A Survey on Banknote Recognition Methods by Various Sensors.

作者信息

Lee Ji Woo, Hong Hyung Gil, Kim Ki Wan, Park Kang Ryoung

机构信息

Division of Electronics and Electrical Engineering, Dongguk University, 30 Pildong-ro 1-gil, Jung-gu, Seoul 100-715, Korea.

出版信息

Sensors (Basel). 2017 Feb 8;17(2):313. doi: 10.3390/s17020313.

Abstract

Despite a decrease in the use of currency due to the recent growth in the use of electronic financial transactions, real money transactions remain very important in the global market.

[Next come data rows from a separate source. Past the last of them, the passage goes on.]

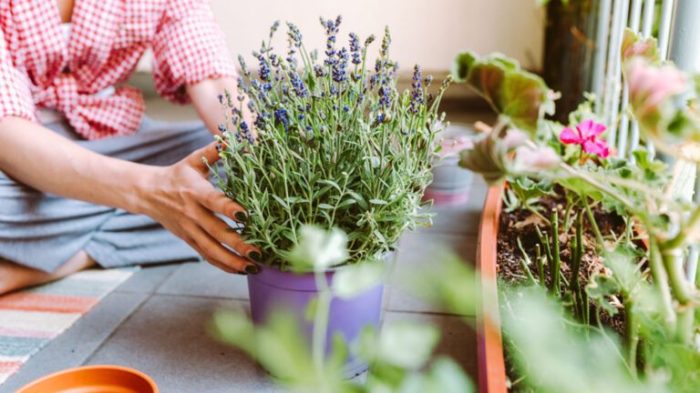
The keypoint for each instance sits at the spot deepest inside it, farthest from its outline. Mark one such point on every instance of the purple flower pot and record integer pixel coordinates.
(272, 290)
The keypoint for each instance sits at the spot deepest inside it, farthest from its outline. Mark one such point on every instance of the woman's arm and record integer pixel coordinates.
(178, 196)
(205, 98)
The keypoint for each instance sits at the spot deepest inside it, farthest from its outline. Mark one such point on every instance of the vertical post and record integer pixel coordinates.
(612, 82)
(684, 37)
(601, 42)
(665, 27)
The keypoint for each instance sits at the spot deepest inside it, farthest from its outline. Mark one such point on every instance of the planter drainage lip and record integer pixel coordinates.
(492, 371)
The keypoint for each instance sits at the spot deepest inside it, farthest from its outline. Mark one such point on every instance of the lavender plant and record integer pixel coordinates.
(333, 143)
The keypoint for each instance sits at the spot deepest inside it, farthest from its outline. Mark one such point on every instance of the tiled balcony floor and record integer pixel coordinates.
(156, 321)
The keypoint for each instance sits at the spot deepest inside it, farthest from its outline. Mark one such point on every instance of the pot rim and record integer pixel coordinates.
(300, 281)
(492, 371)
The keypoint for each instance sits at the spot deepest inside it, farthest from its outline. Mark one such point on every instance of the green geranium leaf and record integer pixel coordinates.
(519, 96)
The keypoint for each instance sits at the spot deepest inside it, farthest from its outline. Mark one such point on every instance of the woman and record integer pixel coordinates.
(85, 179)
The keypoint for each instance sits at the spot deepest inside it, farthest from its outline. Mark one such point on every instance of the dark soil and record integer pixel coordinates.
(521, 224)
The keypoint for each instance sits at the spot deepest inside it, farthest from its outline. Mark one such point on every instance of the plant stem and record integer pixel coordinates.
(673, 262)
(320, 327)
(594, 225)
(540, 263)
(631, 334)
(555, 267)
(658, 272)
(524, 262)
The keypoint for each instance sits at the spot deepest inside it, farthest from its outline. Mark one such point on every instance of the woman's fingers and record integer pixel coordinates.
(218, 202)
(218, 255)
(221, 232)
(208, 153)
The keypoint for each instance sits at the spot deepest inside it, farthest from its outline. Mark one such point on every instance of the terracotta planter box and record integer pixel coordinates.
(492, 370)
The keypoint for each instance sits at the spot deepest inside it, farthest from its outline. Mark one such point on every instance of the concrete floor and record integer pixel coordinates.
(156, 321)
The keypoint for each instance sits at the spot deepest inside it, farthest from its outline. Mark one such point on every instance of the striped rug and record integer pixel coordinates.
(29, 319)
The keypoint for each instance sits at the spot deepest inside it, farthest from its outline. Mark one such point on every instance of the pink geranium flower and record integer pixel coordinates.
(650, 86)
(586, 135)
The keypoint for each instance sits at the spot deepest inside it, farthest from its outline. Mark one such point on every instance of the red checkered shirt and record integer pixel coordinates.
(39, 69)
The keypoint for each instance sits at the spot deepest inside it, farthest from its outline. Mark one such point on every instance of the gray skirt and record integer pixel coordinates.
(43, 231)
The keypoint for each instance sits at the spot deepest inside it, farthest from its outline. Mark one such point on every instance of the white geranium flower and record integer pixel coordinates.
(319, 249)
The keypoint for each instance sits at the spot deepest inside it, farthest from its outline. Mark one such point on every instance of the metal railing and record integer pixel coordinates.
(677, 30)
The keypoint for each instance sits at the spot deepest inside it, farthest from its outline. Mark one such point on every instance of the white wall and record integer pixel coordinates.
(428, 32)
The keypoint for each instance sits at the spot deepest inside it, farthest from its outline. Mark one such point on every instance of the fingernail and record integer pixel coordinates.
(241, 217)
(254, 255)
(252, 269)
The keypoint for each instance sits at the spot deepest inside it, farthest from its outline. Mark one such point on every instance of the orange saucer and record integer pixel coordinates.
(93, 379)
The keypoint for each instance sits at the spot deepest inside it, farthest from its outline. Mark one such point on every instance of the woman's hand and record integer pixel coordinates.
(181, 198)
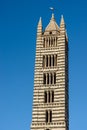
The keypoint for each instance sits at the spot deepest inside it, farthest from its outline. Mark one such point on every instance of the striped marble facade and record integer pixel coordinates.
(50, 95)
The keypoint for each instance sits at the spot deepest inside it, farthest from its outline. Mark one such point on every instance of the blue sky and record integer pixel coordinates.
(18, 23)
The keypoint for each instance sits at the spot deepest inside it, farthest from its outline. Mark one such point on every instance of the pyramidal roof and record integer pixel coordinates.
(52, 25)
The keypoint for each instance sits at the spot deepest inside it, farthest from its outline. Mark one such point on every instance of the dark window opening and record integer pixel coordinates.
(47, 78)
(53, 60)
(50, 116)
(46, 116)
(43, 61)
(45, 97)
(46, 61)
(52, 96)
(54, 78)
(50, 32)
(49, 96)
(44, 79)
(50, 60)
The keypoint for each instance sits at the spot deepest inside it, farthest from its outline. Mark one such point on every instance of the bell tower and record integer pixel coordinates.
(50, 94)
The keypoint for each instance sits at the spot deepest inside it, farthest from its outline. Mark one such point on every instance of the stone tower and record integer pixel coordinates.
(50, 96)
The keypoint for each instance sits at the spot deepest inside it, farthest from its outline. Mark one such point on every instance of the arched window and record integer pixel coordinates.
(49, 96)
(44, 42)
(52, 96)
(51, 78)
(50, 112)
(43, 61)
(45, 97)
(46, 116)
(46, 61)
(47, 78)
(44, 79)
(53, 60)
(54, 78)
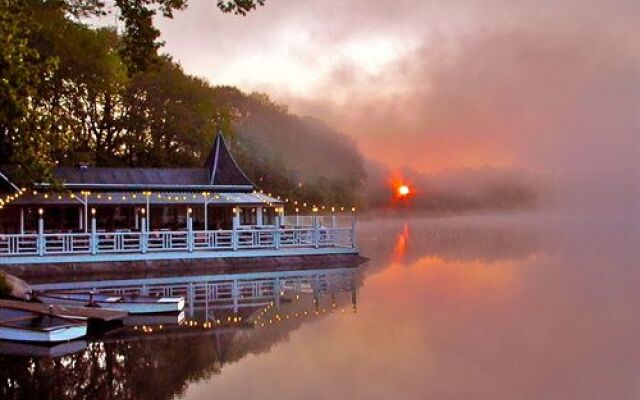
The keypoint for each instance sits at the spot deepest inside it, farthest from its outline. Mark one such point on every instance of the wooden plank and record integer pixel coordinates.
(79, 312)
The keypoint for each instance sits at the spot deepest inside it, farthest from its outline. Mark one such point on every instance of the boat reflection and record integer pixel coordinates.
(226, 318)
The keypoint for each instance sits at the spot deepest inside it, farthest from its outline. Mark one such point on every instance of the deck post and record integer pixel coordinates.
(189, 231)
(86, 212)
(143, 233)
(234, 233)
(40, 241)
(276, 232)
(206, 212)
(235, 293)
(94, 236)
(353, 231)
(316, 232)
(259, 220)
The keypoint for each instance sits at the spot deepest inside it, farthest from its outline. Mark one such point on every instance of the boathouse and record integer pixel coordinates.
(105, 214)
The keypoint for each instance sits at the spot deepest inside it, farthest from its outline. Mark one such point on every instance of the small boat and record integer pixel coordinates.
(131, 304)
(42, 350)
(31, 326)
(172, 319)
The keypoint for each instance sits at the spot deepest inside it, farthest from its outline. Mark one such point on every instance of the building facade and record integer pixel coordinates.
(102, 214)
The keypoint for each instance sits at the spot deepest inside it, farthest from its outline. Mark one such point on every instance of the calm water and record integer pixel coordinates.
(457, 308)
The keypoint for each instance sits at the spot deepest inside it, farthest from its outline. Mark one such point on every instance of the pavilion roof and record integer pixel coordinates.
(221, 173)
(137, 198)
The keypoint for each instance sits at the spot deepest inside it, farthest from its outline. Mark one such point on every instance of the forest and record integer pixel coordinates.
(76, 93)
(73, 93)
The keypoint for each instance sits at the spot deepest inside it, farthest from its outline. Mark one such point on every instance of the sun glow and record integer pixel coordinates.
(403, 190)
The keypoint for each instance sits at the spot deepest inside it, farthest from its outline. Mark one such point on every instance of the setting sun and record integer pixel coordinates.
(403, 190)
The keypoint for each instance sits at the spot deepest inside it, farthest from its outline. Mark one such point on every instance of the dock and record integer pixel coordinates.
(90, 313)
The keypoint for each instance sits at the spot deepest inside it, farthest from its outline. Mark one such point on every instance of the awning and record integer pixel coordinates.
(140, 198)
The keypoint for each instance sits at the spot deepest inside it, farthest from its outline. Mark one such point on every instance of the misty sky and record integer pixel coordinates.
(548, 86)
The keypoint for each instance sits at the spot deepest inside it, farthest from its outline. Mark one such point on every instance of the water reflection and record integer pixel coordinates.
(226, 318)
(476, 308)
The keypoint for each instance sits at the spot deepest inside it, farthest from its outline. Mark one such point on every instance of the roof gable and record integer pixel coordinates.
(223, 168)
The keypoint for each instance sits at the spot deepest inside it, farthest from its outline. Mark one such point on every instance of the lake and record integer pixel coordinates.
(513, 307)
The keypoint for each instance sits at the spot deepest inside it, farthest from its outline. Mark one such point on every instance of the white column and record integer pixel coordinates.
(276, 232)
(189, 230)
(237, 216)
(143, 234)
(206, 213)
(316, 232)
(259, 215)
(41, 239)
(86, 212)
(148, 211)
(94, 235)
(234, 232)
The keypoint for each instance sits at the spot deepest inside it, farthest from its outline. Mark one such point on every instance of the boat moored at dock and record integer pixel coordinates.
(31, 326)
(130, 304)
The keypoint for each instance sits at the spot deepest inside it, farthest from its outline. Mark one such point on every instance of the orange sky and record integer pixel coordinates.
(437, 84)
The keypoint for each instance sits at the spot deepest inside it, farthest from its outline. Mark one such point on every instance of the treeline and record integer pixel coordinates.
(70, 95)
(453, 192)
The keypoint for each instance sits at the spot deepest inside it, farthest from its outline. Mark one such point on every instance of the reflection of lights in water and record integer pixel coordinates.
(402, 241)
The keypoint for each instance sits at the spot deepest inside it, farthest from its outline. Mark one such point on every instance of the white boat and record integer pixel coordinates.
(42, 350)
(31, 326)
(131, 304)
(140, 319)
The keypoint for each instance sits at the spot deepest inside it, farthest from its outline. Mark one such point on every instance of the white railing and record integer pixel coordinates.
(317, 235)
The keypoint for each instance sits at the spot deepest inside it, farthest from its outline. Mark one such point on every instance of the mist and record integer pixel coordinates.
(550, 88)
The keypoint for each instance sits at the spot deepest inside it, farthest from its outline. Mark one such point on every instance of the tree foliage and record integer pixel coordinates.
(73, 94)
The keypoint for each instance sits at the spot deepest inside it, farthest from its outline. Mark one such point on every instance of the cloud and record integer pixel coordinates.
(547, 86)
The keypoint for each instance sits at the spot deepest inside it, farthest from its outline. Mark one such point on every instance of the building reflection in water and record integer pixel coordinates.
(155, 357)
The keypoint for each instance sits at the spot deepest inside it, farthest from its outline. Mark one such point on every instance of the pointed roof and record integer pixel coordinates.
(221, 173)
(223, 168)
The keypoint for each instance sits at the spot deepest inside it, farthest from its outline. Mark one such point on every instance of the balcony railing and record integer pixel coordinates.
(276, 237)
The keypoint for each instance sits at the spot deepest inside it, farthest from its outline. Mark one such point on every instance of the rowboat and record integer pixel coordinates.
(131, 304)
(31, 326)
(42, 350)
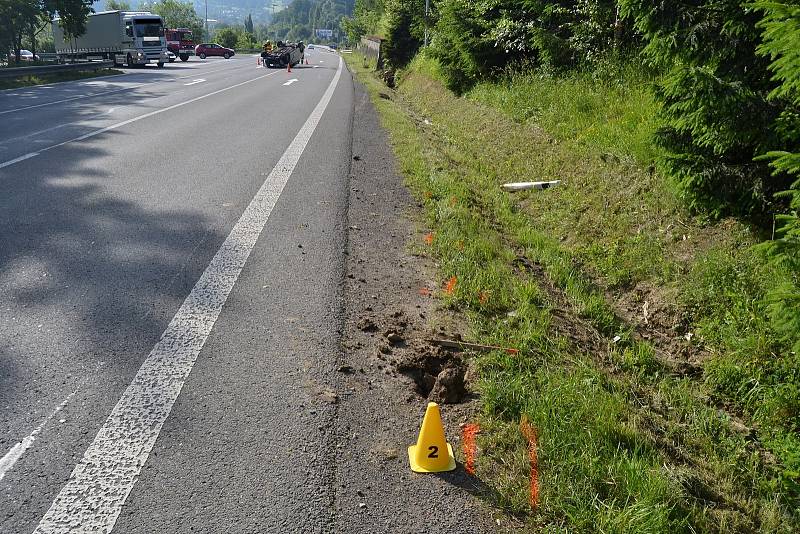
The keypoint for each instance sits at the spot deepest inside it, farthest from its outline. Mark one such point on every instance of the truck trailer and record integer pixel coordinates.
(130, 37)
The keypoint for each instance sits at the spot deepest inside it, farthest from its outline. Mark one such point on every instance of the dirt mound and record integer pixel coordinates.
(436, 373)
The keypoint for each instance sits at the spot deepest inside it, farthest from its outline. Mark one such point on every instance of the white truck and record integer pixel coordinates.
(130, 37)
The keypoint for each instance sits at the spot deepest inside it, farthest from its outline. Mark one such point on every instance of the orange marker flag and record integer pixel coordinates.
(530, 434)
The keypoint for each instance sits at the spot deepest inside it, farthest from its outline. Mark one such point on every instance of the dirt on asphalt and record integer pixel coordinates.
(388, 369)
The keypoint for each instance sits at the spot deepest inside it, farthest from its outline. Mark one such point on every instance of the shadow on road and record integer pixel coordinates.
(92, 268)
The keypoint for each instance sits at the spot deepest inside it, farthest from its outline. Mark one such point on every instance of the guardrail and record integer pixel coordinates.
(17, 72)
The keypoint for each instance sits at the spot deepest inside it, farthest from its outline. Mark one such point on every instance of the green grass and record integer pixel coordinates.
(625, 444)
(41, 79)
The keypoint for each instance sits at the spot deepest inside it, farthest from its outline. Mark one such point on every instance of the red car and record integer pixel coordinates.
(212, 49)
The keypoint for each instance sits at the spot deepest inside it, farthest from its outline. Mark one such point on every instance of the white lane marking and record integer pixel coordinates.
(129, 121)
(209, 71)
(92, 498)
(16, 452)
(71, 98)
(17, 160)
(49, 85)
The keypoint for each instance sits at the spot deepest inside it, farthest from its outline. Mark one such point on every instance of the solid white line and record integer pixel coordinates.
(92, 498)
(71, 98)
(17, 160)
(129, 121)
(16, 452)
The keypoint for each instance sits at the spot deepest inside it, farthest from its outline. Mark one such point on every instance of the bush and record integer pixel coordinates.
(781, 27)
(716, 116)
(405, 31)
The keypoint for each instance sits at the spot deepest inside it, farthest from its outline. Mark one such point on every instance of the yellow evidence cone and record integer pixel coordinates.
(432, 453)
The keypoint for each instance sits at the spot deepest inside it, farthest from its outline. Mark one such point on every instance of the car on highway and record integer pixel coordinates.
(212, 49)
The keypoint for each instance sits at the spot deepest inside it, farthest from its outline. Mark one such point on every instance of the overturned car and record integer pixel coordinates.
(283, 55)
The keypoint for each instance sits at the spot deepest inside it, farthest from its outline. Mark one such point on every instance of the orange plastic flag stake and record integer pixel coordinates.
(451, 285)
(530, 434)
(468, 433)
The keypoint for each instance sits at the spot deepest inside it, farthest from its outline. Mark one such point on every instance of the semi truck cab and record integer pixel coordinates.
(146, 32)
(130, 37)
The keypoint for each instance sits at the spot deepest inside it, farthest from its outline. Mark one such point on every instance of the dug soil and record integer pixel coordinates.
(388, 370)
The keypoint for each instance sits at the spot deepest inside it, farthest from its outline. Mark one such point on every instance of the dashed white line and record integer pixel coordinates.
(14, 161)
(92, 498)
(16, 452)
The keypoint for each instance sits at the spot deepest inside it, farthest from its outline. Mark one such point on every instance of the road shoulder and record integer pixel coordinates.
(379, 411)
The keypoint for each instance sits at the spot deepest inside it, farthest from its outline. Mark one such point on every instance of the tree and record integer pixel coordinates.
(404, 31)
(117, 5)
(781, 33)
(72, 15)
(18, 18)
(227, 37)
(177, 14)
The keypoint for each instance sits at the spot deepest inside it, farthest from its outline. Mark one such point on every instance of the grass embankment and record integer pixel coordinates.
(42, 79)
(662, 399)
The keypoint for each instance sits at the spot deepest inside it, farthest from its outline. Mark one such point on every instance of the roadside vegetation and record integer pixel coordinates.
(653, 294)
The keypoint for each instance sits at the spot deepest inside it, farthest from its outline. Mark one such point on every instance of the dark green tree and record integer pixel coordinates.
(365, 19)
(476, 39)
(781, 45)
(404, 31)
(716, 115)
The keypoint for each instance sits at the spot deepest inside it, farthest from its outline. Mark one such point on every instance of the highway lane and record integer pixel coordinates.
(38, 121)
(102, 239)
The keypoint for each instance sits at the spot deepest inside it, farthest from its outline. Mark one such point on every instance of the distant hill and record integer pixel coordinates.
(230, 11)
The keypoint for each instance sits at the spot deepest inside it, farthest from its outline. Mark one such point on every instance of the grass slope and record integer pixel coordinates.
(642, 425)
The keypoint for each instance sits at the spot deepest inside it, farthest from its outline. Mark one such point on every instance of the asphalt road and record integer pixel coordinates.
(172, 255)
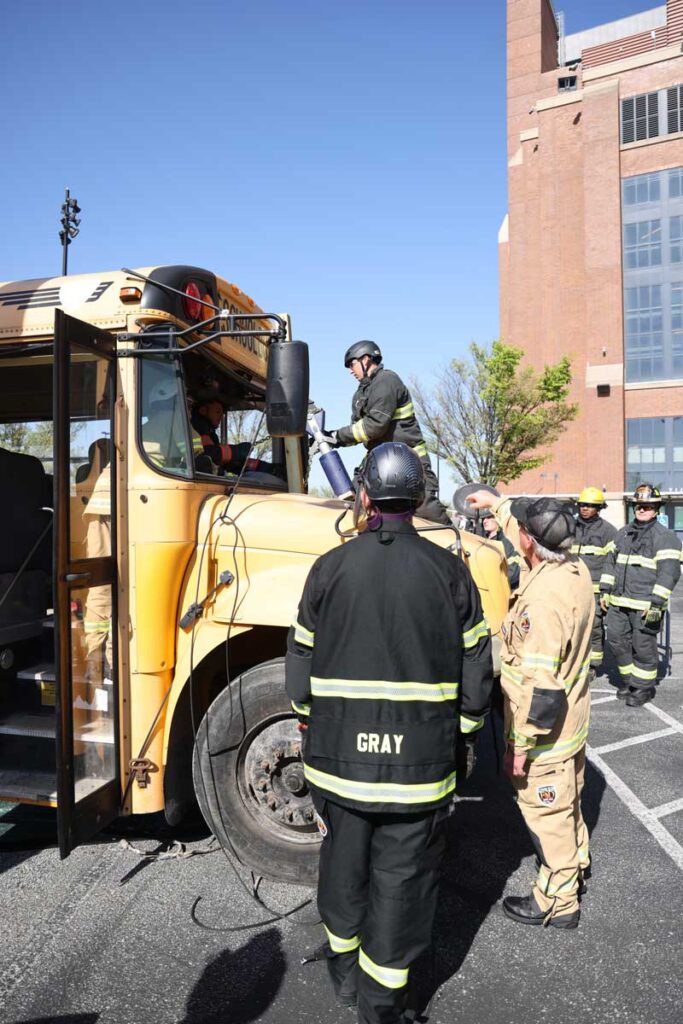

While performing transactions with real money, touching and counting notes by hand, is still a common practice in daily life, various types of automated machines, such as ATMs and banknote counters, are essential for large-scale and safe transactions. This paper presents studies that have been conducted in four major areas of research (banknote recognition, counterfeit banknote detection, serial number recognition, and fitness classification) in the accurate banknote recognition field by various sensors in such automated machines, and describes the advantages and drawbacks of the methods presented in those studies. While to a limited extent some surveys have been presented in previous studies in the areas of banknote recognition or counterfeit banknote recognition, this paper is the first of its kind to review all four areas. Techniques used in each of the four areas recognize banknote information (denomination, serial number, authenticity, and physical condition) based on image or sensor data, and are actually applied to banknote processing machines across the world. This study also describes the technological challenges faced by such banknote recognition techniques and presents future directions of research to overcome them.

摘要

尽管由于近期电子金融交易的增长,货币的使用有所减少,但现金交易在全球市场中仍然非常重要。在用现金进行交易时,手动触摸和清点纸币在日常生活中仍然很常见,而各种自动化机器,如自动取款机和点钞机,对于大规模和安全的交易至关重要。本文介绍了在这种自动化机器中,各种传感器在准确的纸币识别领域的四个主要研究领域(纸币识别、假钞检测、序列号识别和真伪分类)所进行的研究,并描述了这些研究中所提出方法的优缺点。虽然在之前的研究中,在纸币识别或假钞识别领域已经有了一些有限的调查,但本文是第一篇对所有四个领域进行综述的文章。这四个领域中每个领域所使用的技术都基于图像或传感器数据识别纸币信息(面额、序列号、真伪和物理状况),并且实际上已应用于全球的纸币处理机器。本研究还描述了这种纸币识别技术所面临的技术挑战,并提出了克服这些挑战的未来研究方向。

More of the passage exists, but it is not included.